Why does extreme emotional hurt lead people to want to kill themselves? Why does unhappiness cause people to act in ways that are self-destructive and will lead to their own deaths indirectly?

How much of our behavior is an unconscious form of slow suicide? How many of the physical problems we see happening in our bodies are warning signs? What if something inside our bodies is saying, “Hey, you’re going to kill yourself with the path you’re on, so change your mind and your heart before you destroy both of us”?

For the last couple of years, I’ve been experiencing that nagging feeling that the self-destruct sequence has started for me. The warnings have mostly been subtle, but the blood clots in my lungs 18 months ago spoke very clearly.

Lately, though, it feels as though the process has moved to another level. It’s not that I am ignoring the warnings. I simply haven’t known how to change the internal heartbreak that’s pushing the process forward.

For the last month or so, I can’t sleep well. No matter how much sleep I get, I wake up exhausted. I feel listless and purposeless during the day. It seems as though I’m just staggering through each work day, barely staying awake long enough to fake normalcy until I can get home and collapse in unhappiness. And then the sequence starts each morning all over again — with a growing sense of unease and even panic.

Today, my blood pressure is 157/104, which is considered serious hypertension. It’s just below the level at which you’re advised to immediately go to an emergency room. (The second number is apparently the more critical number and 110 is the level at which the online guides say you’re in an immediate emergency. Just a few weeks ago, I was regularly around 115/76.) Oddly, my heart rate was also unnaturally low today at about 60 beats per minute. This is an unusual combination which seems to suggest potential problems, according to what I read online.

I’ve called a doctor friend of mine for an opinion about several issues, including blood pressure, heart rate and hormonal levels. He’s out of town at a conference, but I hope to talk with him Monday.

I appreciate medical science and I’m thankful for those who can help patch us together when we’re having problems, but I’m also convinced that the issue I’m dealing with is far deeper than what he can fix.

I have a heart problem — but it has a deeper cause than any doctor can deal with. My body is taking a cue from my unhappy heart. It seems to be starting to shut down.
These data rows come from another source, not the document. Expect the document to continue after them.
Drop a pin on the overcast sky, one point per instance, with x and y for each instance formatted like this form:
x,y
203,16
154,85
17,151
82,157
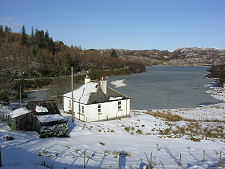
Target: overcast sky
x,y
127,24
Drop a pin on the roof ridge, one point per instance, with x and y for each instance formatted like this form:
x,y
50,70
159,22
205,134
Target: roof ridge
x,y
118,92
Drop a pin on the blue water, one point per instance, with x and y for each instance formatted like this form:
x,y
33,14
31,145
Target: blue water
x,y
167,87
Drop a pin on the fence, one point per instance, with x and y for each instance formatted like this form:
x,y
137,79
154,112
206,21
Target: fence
x,y
89,159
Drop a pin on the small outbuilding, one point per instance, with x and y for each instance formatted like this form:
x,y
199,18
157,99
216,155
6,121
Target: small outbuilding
x,y
41,116
95,101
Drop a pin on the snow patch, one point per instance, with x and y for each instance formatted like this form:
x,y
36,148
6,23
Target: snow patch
x,y
115,98
119,83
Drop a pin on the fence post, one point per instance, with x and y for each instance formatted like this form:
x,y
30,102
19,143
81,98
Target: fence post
x,y
179,163
204,156
44,156
0,156
151,161
84,159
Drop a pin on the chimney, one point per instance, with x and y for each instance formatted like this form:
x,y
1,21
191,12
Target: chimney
x,y
87,79
103,84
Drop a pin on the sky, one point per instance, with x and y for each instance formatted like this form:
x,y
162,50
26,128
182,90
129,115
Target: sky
x,y
122,24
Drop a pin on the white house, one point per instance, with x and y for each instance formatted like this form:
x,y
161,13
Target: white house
x,y
95,101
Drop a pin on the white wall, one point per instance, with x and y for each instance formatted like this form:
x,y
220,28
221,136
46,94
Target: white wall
x,y
108,110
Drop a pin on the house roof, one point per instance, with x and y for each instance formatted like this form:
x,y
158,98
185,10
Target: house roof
x,y
43,107
91,93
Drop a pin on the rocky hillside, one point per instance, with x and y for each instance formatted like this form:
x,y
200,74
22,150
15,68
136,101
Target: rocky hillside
x,y
181,56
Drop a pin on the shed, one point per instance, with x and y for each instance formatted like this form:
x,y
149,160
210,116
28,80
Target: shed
x,y
41,116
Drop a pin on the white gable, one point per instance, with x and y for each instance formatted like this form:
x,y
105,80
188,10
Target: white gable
x,y
82,94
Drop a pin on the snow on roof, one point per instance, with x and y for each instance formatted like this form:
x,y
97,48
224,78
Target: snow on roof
x,y
119,83
4,109
50,118
82,94
115,98
19,112
40,109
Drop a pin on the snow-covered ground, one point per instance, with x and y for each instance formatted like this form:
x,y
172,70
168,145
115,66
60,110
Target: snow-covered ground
x,y
119,83
137,136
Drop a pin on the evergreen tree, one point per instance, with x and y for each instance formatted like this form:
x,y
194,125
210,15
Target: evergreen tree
x,y
24,36
1,34
32,36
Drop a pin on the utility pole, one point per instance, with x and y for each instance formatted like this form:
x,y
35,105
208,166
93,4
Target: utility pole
x,y
72,94
20,97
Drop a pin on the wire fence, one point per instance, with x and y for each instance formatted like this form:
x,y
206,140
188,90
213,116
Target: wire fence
x,y
51,158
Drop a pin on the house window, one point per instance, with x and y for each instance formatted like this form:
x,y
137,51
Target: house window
x,y
82,109
70,103
99,108
119,105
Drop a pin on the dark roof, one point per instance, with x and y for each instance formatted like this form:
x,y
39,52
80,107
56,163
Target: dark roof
x,y
100,97
50,105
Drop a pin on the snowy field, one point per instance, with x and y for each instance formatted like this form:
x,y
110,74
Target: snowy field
x,y
136,137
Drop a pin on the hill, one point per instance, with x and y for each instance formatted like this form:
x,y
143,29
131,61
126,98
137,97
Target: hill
x,y
181,56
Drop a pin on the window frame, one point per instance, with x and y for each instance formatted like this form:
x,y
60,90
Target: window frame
x,y
70,103
119,106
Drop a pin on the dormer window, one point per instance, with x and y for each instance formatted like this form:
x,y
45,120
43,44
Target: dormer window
x,y
99,108
119,105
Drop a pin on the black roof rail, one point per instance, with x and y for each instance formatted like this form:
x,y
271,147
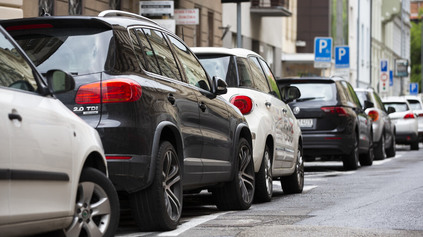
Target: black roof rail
x,y
107,13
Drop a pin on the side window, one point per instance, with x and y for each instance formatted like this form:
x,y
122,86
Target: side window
x,y
15,72
194,71
151,64
270,79
260,82
164,56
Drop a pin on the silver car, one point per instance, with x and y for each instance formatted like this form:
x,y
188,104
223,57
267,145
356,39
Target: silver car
x,y
383,128
405,121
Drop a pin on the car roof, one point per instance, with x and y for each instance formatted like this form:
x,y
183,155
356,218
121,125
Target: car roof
x,y
239,52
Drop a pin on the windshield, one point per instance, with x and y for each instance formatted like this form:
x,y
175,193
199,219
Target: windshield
x,y
221,66
80,51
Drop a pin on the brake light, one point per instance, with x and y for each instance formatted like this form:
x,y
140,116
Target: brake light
x,y
374,115
112,91
340,111
409,115
243,103
29,27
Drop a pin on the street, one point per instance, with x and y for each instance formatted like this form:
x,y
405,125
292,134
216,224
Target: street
x,y
385,199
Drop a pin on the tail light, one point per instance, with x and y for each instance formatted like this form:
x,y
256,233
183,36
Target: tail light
x,y
374,115
109,91
243,103
340,111
409,115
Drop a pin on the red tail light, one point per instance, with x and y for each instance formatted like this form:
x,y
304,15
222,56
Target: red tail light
x,y
374,115
409,115
112,91
243,103
340,111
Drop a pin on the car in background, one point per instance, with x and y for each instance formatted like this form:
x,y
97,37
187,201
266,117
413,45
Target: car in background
x,y
333,122
405,121
417,106
276,135
383,128
164,126
53,173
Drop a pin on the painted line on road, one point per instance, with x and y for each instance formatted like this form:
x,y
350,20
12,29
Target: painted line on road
x,y
191,224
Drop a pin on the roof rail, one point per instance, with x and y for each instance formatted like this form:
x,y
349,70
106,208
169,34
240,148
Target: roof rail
x,y
123,13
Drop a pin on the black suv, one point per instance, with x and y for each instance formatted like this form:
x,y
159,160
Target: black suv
x,y
332,120
164,127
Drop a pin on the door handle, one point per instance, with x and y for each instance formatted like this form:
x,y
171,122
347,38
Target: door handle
x,y
171,99
13,116
202,106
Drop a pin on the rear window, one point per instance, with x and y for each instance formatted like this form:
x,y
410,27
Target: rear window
x,y
77,51
316,91
398,106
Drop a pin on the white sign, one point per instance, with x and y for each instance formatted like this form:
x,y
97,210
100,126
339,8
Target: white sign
x,y
156,8
187,16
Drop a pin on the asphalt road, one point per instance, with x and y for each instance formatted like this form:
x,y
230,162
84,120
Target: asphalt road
x,y
385,199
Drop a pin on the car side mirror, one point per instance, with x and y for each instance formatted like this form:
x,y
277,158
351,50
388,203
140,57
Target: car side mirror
x,y
220,86
291,93
59,81
368,104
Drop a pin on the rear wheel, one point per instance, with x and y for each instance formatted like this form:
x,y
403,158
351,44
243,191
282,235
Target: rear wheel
x,y
295,182
264,179
159,207
96,207
380,153
350,161
238,194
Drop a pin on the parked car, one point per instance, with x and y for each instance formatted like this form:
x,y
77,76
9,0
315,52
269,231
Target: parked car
x,y
332,119
383,128
164,126
405,121
277,138
53,174
417,106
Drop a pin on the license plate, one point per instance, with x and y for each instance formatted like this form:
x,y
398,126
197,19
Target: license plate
x,y
305,123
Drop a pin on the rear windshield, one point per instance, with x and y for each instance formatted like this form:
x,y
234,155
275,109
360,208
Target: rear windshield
x,y
221,66
415,104
77,51
398,106
316,91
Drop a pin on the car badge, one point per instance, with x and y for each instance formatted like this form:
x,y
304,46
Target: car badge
x,y
296,110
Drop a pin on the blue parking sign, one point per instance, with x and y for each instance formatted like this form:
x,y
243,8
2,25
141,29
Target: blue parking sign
x,y
322,52
342,57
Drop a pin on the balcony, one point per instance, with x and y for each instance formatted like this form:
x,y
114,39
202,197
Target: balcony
x,y
270,8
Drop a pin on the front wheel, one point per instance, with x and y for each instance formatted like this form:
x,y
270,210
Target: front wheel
x,y
238,194
295,182
159,207
96,207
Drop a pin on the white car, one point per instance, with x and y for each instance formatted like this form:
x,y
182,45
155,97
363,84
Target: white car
x,y
53,173
277,150
405,121
417,106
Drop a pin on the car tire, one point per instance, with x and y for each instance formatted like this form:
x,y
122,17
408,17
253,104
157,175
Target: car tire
x,y
264,179
238,194
367,158
415,145
295,182
380,153
159,206
96,208
391,151
350,161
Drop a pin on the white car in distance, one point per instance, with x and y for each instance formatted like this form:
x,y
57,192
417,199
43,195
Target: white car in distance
x,y
277,150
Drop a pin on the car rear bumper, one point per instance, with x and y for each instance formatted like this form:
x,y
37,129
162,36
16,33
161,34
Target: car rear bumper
x,y
327,144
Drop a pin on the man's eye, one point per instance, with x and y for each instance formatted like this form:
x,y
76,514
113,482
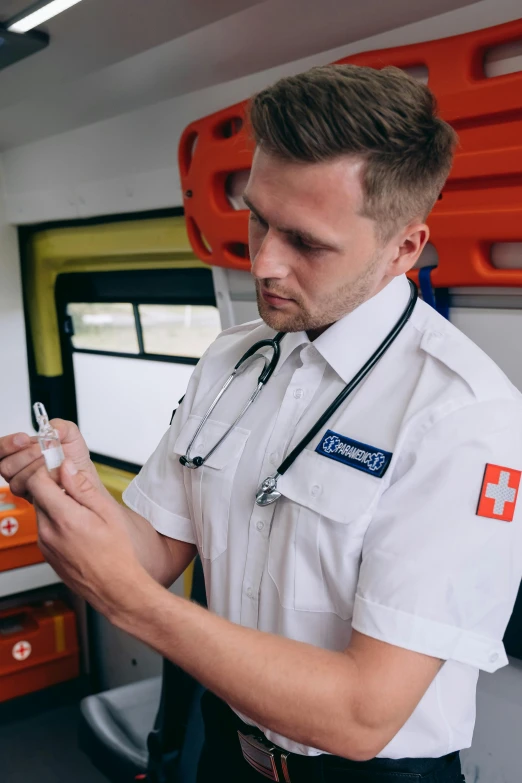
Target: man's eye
x,y
304,247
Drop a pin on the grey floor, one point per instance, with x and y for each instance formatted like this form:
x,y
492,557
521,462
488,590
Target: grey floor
x,y
38,741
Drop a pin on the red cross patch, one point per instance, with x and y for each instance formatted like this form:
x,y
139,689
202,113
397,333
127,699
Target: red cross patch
x,y
498,496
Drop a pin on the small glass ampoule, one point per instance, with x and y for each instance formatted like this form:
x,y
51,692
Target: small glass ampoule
x,y
48,438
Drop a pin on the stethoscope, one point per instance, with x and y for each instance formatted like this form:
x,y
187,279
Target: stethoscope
x,y
267,492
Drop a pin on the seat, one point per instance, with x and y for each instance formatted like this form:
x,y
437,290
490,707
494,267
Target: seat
x,y
151,728
114,727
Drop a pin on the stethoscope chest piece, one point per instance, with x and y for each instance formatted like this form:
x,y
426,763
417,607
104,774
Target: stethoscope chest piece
x,y
268,492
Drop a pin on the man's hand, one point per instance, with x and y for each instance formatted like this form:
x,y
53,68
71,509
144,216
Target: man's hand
x,y
84,536
21,457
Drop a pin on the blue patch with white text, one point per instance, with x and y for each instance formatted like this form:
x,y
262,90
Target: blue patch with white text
x,y
356,455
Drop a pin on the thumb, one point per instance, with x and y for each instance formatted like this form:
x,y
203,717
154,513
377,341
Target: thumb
x,y
80,485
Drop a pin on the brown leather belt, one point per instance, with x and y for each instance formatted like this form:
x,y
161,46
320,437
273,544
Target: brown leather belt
x,y
265,758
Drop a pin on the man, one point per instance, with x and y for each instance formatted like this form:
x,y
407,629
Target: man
x,y
348,620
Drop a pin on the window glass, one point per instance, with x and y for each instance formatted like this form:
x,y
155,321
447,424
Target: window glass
x,y
104,327
179,330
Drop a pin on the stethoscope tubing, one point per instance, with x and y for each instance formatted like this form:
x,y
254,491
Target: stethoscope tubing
x,y
356,380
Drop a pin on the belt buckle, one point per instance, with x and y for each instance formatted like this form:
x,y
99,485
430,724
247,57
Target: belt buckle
x,y
260,755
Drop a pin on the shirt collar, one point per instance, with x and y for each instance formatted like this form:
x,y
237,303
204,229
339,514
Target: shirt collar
x,y
349,343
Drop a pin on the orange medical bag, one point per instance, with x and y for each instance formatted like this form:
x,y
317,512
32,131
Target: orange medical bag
x,y
38,648
18,532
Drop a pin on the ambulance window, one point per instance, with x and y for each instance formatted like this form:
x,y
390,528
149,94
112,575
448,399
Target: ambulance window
x,y
179,330
130,342
104,327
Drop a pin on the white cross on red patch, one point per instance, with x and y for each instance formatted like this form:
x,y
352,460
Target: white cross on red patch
x,y
498,496
9,526
22,651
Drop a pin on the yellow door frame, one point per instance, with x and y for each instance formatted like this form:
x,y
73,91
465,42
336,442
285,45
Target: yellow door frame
x,y
153,243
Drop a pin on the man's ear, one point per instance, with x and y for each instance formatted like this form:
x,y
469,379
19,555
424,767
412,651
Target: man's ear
x,y
408,247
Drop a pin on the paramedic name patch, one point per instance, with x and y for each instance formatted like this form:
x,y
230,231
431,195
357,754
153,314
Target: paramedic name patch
x,y
356,455
498,495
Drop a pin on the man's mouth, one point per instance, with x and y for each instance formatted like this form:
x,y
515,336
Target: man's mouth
x,y
274,299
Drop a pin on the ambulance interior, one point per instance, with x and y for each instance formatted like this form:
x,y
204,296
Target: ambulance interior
x,y
116,273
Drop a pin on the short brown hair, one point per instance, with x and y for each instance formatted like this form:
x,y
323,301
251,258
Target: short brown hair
x,y
384,116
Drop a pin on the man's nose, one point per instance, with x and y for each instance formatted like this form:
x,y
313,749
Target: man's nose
x,y
269,260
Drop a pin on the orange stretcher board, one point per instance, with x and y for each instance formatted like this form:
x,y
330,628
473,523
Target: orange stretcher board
x,y
481,203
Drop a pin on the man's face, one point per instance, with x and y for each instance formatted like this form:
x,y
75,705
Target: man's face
x,y
314,257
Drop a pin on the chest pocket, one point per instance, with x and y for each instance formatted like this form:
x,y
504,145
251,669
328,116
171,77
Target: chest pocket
x,y
210,487
317,534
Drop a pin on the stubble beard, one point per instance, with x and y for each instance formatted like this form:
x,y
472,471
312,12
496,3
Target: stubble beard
x,y
331,308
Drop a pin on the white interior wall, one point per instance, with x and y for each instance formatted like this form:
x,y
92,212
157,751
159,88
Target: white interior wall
x,y
14,377
128,163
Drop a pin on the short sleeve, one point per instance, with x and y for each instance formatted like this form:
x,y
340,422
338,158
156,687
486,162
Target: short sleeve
x,y
436,577
158,492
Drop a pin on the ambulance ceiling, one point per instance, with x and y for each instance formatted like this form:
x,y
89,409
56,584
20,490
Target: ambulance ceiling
x,y
108,57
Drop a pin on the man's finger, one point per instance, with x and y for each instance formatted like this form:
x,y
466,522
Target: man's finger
x,y
10,444
80,486
67,430
15,463
52,500
18,484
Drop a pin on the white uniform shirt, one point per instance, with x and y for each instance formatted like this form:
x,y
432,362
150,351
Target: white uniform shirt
x,y
403,558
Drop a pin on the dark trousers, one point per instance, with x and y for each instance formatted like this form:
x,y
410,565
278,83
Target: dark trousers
x,y
222,760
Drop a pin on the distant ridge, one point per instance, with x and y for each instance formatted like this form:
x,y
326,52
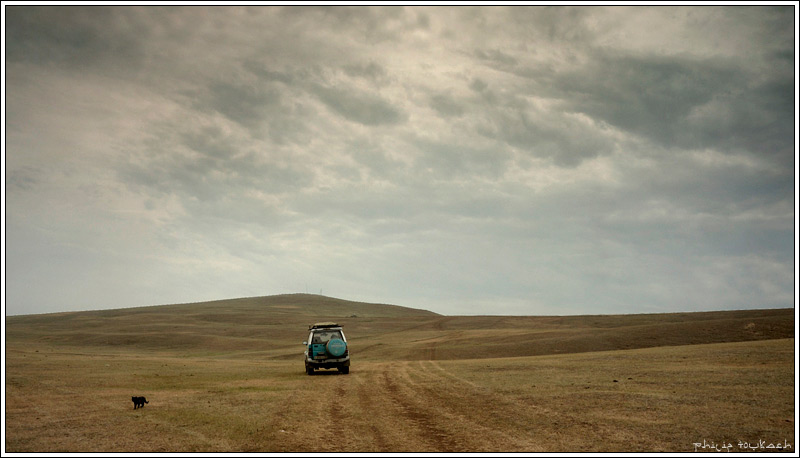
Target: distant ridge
x,y
298,303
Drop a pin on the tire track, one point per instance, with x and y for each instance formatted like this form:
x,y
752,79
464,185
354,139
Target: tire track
x,y
440,439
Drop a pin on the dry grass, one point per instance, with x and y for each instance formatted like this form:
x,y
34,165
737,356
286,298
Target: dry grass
x,y
227,377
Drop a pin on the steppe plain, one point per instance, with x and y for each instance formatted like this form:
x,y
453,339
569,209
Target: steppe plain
x,y
228,376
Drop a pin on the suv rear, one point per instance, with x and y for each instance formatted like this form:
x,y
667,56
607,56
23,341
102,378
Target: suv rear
x,y
326,348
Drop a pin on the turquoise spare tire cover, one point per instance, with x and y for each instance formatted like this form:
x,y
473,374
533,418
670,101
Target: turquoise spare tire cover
x,y
336,347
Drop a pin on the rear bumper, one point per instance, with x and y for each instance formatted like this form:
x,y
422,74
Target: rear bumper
x,y
328,363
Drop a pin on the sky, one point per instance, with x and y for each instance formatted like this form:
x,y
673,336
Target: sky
x,y
468,160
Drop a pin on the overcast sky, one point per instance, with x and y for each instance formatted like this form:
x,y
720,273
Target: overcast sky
x,y
465,160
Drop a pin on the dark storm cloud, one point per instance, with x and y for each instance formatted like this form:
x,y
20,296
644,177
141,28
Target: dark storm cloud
x,y
359,106
515,160
73,37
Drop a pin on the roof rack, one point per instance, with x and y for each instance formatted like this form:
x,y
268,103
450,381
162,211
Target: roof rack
x,y
323,325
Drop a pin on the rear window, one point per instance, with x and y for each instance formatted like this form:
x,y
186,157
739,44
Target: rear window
x,y
324,336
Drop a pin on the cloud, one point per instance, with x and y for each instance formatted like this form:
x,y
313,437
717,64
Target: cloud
x,y
514,160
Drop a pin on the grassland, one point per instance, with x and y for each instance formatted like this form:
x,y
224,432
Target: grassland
x,y
227,376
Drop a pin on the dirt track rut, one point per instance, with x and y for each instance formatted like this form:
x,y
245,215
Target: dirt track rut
x,y
402,407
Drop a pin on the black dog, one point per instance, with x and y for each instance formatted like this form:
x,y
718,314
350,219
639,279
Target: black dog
x,y
138,401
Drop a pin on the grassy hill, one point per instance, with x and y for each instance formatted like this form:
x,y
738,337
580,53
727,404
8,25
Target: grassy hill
x,y
274,327
227,376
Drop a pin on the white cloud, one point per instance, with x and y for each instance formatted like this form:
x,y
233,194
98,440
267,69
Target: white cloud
x,y
466,160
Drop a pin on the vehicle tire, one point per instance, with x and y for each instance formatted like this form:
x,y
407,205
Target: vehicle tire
x,y
336,347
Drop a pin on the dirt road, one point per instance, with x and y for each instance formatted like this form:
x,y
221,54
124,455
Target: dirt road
x,y
407,406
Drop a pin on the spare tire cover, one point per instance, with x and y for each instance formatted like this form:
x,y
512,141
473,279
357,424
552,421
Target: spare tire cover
x,y
336,347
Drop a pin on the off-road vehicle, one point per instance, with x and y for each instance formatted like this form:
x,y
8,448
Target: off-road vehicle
x,y
326,348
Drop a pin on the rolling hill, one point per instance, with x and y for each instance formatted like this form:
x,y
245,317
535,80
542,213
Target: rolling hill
x,y
227,376
273,327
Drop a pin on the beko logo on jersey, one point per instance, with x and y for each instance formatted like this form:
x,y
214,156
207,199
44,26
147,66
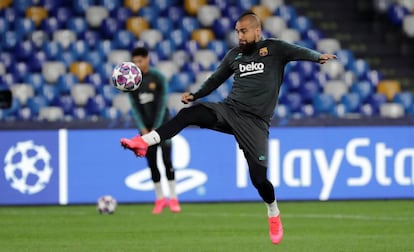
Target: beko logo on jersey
x,y
252,68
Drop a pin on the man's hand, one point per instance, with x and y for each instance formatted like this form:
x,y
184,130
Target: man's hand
x,y
325,57
187,98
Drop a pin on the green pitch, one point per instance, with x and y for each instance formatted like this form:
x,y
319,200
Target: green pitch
x,y
309,226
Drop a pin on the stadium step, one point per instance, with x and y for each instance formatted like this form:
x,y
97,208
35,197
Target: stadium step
x,y
370,35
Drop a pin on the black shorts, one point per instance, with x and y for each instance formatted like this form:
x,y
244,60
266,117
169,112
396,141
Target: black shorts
x,y
250,131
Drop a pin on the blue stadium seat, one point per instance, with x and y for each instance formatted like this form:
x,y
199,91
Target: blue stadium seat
x,y
206,15
95,58
49,92
10,113
21,5
192,67
149,12
10,14
376,100
232,12
308,90
24,49
24,114
19,71
79,49
37,102
149,39
38,38
22,91
95,105
180,57
65,102
192,46
61,15
223,5
91,38
287,12
105,46
180,82
65,82
154,58
374,77
79,113
406,99
301,24
396,13
324,104
108,92
164,25
178,38
110,5
95,14
247,4
165,49
95,80
109,27
80,6
23,27
50,25
77,25
221,27
9,40
105,70
66,58
53,5
52,49
352,102
188,24
175,14
8,79
313,35
7,59
363,88
36,80
360,68
121,14
124,39
4,25
346,57
306,69
81,92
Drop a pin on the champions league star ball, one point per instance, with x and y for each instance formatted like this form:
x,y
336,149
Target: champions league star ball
x,y
106,204
126,76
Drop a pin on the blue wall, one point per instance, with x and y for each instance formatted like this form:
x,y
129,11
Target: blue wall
x,y
305,163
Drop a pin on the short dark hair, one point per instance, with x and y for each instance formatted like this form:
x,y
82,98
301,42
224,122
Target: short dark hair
x,y
140,51
251,14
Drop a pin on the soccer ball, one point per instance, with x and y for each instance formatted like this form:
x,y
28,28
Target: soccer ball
x,y
28,167
106,204
126,76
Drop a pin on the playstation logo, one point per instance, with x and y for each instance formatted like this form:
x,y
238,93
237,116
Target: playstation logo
x,y
187,179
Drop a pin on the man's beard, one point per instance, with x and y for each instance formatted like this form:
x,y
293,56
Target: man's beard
x,y
248,48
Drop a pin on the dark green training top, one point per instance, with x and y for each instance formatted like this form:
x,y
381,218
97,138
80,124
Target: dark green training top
x,y
149,101
257,76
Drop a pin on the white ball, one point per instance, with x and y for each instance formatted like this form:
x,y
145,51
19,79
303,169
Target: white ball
x,y
106,204
126,76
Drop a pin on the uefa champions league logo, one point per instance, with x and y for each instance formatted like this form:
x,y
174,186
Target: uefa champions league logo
x,y
27,167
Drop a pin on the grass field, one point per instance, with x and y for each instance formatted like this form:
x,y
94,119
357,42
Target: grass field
x,y
309,226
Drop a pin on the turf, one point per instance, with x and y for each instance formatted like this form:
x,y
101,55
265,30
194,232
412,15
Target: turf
x,y
309,226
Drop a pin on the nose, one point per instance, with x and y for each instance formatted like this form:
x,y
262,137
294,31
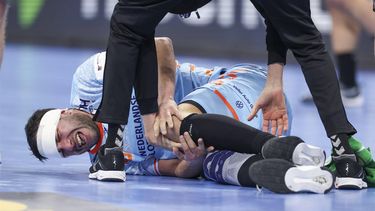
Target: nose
x,y
65,145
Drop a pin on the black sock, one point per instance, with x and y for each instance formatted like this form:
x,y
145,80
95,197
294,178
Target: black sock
x,y
224,133
340,145
228,167
347,69
243,174
114,136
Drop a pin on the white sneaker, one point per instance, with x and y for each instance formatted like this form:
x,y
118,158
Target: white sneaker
x,y
281,176
352,97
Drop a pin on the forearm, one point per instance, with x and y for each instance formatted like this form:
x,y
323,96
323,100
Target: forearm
x,y
180,168
166,69
275,47
3,19
189,169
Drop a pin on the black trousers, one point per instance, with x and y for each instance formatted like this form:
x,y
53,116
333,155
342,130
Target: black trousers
x,y
289,26
131,56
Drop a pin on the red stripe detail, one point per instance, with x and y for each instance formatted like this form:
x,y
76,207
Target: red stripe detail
x,y
99,143
227,104
155,167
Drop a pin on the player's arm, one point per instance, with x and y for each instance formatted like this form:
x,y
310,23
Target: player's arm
x,y
3,17
167,78
180,168
166,89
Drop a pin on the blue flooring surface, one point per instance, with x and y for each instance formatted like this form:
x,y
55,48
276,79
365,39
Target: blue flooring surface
x,y
37,77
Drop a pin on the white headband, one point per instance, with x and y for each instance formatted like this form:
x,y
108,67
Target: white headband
x,y
46,135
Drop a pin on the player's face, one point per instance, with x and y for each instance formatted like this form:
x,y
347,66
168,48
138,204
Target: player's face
x,y
76,132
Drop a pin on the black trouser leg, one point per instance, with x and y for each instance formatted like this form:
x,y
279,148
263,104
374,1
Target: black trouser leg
x,y
132,28
292,21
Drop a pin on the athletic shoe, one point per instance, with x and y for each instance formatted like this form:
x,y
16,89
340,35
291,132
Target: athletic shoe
x,y
109,165
349,173
281,176
351,97
293,149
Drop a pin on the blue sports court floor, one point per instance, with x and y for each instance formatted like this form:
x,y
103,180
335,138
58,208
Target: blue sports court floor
x,y
35,77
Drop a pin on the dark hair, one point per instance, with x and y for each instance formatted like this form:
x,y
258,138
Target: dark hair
x,y
31,128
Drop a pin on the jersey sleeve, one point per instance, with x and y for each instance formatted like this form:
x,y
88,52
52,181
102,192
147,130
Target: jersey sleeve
x,y
87,84
189,77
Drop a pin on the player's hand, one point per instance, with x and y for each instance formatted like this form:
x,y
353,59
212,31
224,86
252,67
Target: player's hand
x,y
189,151
162,141
275,115
164,120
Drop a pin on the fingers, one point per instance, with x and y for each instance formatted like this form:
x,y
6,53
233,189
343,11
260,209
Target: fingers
x,y
168,144
286,122
254,111
178,153
184,145
156,127
265,125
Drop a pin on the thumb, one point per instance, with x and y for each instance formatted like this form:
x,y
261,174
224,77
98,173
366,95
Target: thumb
x,y
254,111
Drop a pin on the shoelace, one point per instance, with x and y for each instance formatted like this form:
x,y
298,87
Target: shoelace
x,y
187,15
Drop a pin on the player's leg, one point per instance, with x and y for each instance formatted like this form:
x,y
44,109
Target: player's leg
x,y
132,29
344,37
292,20
278,175
3,20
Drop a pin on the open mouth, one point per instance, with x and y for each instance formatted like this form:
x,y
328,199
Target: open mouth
x,y
81,140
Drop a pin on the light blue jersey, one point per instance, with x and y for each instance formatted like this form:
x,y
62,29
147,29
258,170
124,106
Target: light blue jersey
x,y
227,91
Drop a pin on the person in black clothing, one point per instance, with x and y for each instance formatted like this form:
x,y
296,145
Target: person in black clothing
x,y
289,26
3,18
131,61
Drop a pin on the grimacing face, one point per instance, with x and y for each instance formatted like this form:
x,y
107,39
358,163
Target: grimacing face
x,y
76,132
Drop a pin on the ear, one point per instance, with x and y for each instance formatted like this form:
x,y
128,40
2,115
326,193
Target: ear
x,y
66,112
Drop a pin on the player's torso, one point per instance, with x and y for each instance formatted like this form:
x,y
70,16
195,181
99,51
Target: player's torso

Have you ever heard of a “dead man’s switch”? It’s a safety device built into some machines which could be dangerous if they continued to operate after the human controlling them were to die or become unconscious. As long as the switch is held down, the device will work fine, but if the operator were to suddenly die, he would no longer hold the switch down — and the machine would quit.

The heart is like this, too. When something inside of us dies, we quit sending the signal to our bodies to go right on operating in healthy ways. It doesn’t seem to kill us immediately, but if we spend too many days without something inside saying, “I am happy to be alive and I have the love and purpose to go on,” that’s when the body breaks down.

You won’t find that in any medical textbook. Doctors have much more sophisticated biological and chemical explanations for why physical systems fail. I know that.

But I also know the self-destruct sequence I feel inside is real. I know something inside keeps looking for love and other necessary emotional “fuel” to give me reasons to stay alive. And I know I’m not finding it lately.

If I were to die tonight, it would probably be recorded as a heart problem. Doctors can look at my physical heart and maybe even patch me up for awhile — but there’s nothing they can do about the hidden self-destruction that originates in a broken heart.